I used INFORMATION and now use UniVerse - I think the query language is similar. It's very
English-like - indeed one variant is still called ENGLISH, I believe. Yes it takes some
getting used to. But SQL ... that's AWFUL. Yes, it's logical. But it gets horribly nested,
convoluted and heaven-knows-what. Give me the Pick query language any day :-)

What made you think Pick was hierarchical? I'll give you that - again in a properly designed
MV database - each entity definition should be hierarchical. But the links between entities
should be relational. Which gives you all the *speed* of a hierarchical database, and all the
*flexibility* of a relational database. Yes - relational is flexible - but it pays for it in
speed.

Properly designed, MV has all the speed of hierarchical. But you can choose ANY entity as the
peak of your hierarchy, giving it all the flexibility of relational. And - apart from when you
do a "find me this" query - all your data access is based on primary keys that normally hit
"first time, every time". That's blindingly fast compared to a paradigm that says "always
SELECT FROM". Yes I know relational doesn't do that under the covers, but I'd rather a model
that explicitly guarantees me instant response than one that guarantees me nothing but
typically does pretty well - I've come across enough horror stories about upgrades to the
optimisation engine "breaking" carefully crafted code and turning a racehorse into a snail.

Cheers,
Wol

Why not just dump relational?

Posted Jul 26, 2008 2:04 UTC (Sat) by alankila (guest, #47141) [Link]

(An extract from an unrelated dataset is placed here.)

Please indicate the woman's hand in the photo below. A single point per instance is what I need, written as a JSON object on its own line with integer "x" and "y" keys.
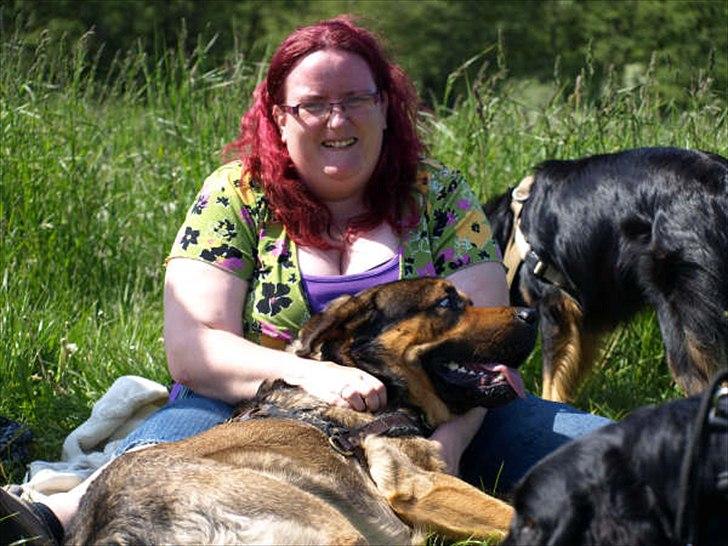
{"x": 455, "y": 435}
{"x": 342, "y": 386}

> Yes I know relational doesn't do that under the covers, but I'd rather a
> model that explicitly guarantees me instant response than one that 
> guarantees me nothing but typically does pretty well - I've come across 
> enough horror stories about upgrades to the optimisation engine 
> "breaking" carefully crafted code and turning a racehorse into a snail.

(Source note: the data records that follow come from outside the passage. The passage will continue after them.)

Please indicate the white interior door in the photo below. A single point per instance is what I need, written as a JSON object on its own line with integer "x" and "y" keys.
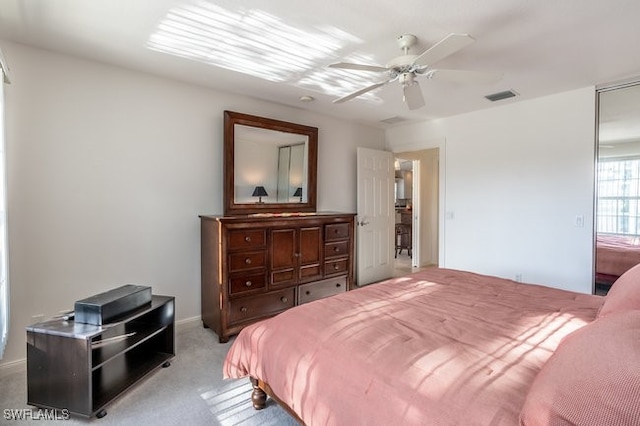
{"x": 376, "y": 215}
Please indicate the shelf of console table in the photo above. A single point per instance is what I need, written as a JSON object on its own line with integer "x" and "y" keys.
{"x": 83, "y": 367}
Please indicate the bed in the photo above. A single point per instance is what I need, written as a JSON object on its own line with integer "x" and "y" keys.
{"x": 615, "y": 254}
{"x": 446, "y": 347}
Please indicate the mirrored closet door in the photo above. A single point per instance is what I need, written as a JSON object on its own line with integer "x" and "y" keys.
{"x": 617, "y": 183}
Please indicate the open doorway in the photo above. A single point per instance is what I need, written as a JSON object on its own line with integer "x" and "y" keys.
{"x": 404, "y": 253}
{"x": 416, "y": 207}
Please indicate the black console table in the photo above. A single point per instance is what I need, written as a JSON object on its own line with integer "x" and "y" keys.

Let's just say that the flip side of the optimizer is that you do not have to think about how
to get the data yourself. You declare how the things are related, and using SQL describe what
the result set is, and leave it to the database to work out how to satisfy that query.

It should be clear that this argument requires that we have something more complicated than
"select * from table where id = :x" in mind. As an example, I once wrote a query that produced
a report of top 20 products for all vendors monthly, sorting the vendors alphabetically, the
products by their rank (determined by number of items sold), and also reported the number of
those items sold monthly. The database was a star schema of facts, one row describing an item
x sold at time z, another describing the relationship from item to vendor.

So the optimizer works out which end of the query looks like least work, where a temporary
index might be needed, what rows can be read off purely from index, if any of the subresults
are available in materialized query tables, etc.

To me, it was faster to write the SQL than work out the individual queries and the code in the
host programming language (Perl, in my case) to calculate that same statistic. In principle,
this way is the most efficient as well, as when the database knows what I want, then it is in
the position to do the least work required to satisfy that query.